Le 31 octobre 2003, le ministère des Finances a publié, aux fins de consultations publiques, une série de propositions législatives concernant la déductibilité de l’intérêt et d’autres dépenses. Ces propositions mettaient l’accent non pas sur la déductibilité d’une dépense donnée, mais plutôt sur la capacité d’un contribuable à déduire une perte provenant d’un bien ou d’une entreprise. Ce faisant, les propositions ont retenu le concept de l’« attente raisonnable de profit », concept qui a déjà été utilisé à plusieurs reprises dans la Loi et dont les tribunaux ont très souvent été saisis.
Le ministère a fait savoir que les propositions visaient uniquement à redonner à la loi et aux pratiques administratives connexes le sens qui leur était généralement donné par le passé.
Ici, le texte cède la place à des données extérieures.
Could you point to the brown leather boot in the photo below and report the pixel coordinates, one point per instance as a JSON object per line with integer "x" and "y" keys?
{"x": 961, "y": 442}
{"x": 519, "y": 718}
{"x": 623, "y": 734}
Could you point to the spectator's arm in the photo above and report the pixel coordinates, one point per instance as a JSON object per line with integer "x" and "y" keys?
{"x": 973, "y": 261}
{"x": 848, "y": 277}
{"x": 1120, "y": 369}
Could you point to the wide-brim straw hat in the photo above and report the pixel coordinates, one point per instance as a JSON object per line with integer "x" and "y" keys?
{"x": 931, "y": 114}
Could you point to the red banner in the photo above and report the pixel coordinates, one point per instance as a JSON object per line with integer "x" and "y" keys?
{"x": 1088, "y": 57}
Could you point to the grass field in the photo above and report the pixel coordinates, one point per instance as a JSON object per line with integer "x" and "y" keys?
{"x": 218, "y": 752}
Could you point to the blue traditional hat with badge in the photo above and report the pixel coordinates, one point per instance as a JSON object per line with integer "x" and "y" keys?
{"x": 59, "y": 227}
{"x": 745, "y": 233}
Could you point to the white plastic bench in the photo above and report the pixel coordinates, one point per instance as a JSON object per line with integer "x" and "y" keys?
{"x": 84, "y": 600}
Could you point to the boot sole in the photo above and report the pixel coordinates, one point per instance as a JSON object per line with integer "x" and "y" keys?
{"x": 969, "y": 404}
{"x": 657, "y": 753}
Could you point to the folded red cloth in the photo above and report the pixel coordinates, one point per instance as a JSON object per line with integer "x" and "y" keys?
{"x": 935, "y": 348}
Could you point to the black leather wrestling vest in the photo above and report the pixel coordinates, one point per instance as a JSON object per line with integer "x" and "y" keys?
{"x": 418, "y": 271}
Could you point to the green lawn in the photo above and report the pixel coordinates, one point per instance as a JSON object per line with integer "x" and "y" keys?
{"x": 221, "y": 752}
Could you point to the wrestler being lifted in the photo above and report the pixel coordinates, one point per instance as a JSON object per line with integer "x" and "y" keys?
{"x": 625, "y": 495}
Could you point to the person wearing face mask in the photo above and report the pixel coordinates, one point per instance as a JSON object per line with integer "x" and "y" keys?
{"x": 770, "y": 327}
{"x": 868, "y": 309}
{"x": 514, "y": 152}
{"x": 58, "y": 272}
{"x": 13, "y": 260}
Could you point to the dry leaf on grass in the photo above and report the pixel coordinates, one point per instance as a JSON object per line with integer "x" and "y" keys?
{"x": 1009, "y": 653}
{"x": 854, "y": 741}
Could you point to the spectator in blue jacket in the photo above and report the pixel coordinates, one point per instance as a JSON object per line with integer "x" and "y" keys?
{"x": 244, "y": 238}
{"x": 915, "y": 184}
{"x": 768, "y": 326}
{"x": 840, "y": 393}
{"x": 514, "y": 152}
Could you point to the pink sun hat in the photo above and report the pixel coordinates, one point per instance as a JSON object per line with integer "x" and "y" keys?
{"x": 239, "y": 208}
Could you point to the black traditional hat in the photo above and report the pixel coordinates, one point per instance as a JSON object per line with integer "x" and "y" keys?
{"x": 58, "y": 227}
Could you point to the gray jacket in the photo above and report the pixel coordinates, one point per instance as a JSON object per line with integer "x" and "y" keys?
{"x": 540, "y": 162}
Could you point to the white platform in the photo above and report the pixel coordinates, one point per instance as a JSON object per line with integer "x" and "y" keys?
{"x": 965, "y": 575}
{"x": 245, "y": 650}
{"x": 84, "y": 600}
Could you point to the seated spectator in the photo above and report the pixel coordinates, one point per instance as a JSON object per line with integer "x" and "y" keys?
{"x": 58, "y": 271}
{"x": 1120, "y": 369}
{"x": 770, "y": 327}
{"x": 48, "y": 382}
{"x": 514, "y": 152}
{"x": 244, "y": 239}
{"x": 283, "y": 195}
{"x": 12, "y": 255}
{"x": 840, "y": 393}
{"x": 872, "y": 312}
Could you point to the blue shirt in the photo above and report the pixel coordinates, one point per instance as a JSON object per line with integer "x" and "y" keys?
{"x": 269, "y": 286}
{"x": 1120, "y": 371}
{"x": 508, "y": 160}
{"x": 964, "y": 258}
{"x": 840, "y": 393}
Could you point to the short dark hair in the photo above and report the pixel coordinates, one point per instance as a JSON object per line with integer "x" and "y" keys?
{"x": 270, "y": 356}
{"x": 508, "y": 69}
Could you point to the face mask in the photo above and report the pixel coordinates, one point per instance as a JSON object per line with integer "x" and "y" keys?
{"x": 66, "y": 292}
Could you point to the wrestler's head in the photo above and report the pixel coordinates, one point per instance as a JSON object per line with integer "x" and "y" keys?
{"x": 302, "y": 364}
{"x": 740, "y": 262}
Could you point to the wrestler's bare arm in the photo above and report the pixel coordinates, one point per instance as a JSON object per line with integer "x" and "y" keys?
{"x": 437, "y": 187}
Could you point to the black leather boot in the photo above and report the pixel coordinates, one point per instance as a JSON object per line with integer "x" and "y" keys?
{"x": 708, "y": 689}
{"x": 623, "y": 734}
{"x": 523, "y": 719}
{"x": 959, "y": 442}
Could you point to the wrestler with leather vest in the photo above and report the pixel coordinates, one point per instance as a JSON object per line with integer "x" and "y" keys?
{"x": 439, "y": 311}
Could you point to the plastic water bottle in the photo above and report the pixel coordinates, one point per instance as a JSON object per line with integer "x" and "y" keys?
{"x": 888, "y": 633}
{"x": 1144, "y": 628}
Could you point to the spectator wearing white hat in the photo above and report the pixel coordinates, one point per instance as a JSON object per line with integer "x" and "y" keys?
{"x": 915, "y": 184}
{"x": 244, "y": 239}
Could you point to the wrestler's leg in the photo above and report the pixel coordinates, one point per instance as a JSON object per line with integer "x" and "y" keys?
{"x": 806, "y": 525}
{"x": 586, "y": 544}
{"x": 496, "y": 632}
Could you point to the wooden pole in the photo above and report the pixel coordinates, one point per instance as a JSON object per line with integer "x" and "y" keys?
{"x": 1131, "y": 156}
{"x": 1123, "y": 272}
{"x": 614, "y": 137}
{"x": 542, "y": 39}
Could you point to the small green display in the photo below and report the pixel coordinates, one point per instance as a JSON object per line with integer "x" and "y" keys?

Certains observateurs ont néanmoins dit craindre que les propositions n’aient une incidence encore plus grande. Or, telle n’est pas l’intention des propositions. Il convient donc d’examiner plus en profondeur un certain nombre de questions importantes soulevées.
Il importe de veiller à ce que les contribuables aient des occasions satisfaisantes de commenter les propositions et que le ministère puisse les prendre en considération. C’est pourquoi le ministère prévoit prolonger jusqu’à la fin du mois d’août cette année la période d’envoi de présentations écrites sur ces propositions.
En vertu de la Loi de l’impôt sur le revenu, certains échanges d’actions peuvent donner droit à un report d’impôt lorsque les sociétés en cause soit résident toutes au Canada, soit sont toutes des sociétés étrangères. Ces règles ne s’appliquent toutefois pas à un actionnaire résidant au Canada qui échange des actions d’une société canadienne contre des actions d’une société étrangère. Même si d’autres mécanismes indirects permettent peut-être d’effectuer cet échange en bénéficiant d’un report d’impôt, les opérations résultantes peuvent être complexes et coûteuses.
Dans l’Énoncé économique et la mise à jour budgétaire d’octobre 2000, le gouvernement s’est engagé à consulter les intéressés à l’égard du bien-fondé et de la conception technique d’une disposition de report d’impôt visant expressément les échanges d’actions entre sociétés canadiennes et étrangères. Le budget de 2003 a réitéré cette intention.
Une proposition détaillée devrait être publiée pour fins de commentaires publics dans les mois qui viennent.
Le 4 mars 2004, le ministre des Finances a fait connaître son intention de proposer des modifications à la Loi de l’impôt sur le revenu et à d’autres lois pour, notamment, établir un délai de prescription de 10 ans pour le recouvrement des créances fiscales fédérales. Le nouveau délai de prescription donne suite à un décision de la Cour suprême du Canada selon laquelle le recouvrement des créances au titre de l’impôt sur le revenu fédéral est assujetti au délai de prescription de six ans établi dans la Loi sur la responsabilité civile de l’État et le contentieux administratif.
Le gouvernement prévoit déposer au Parlement dès que possible les modifications qui donneraient effet aux changements proposés plus tôt ce mois-ci par le ministre des Finances.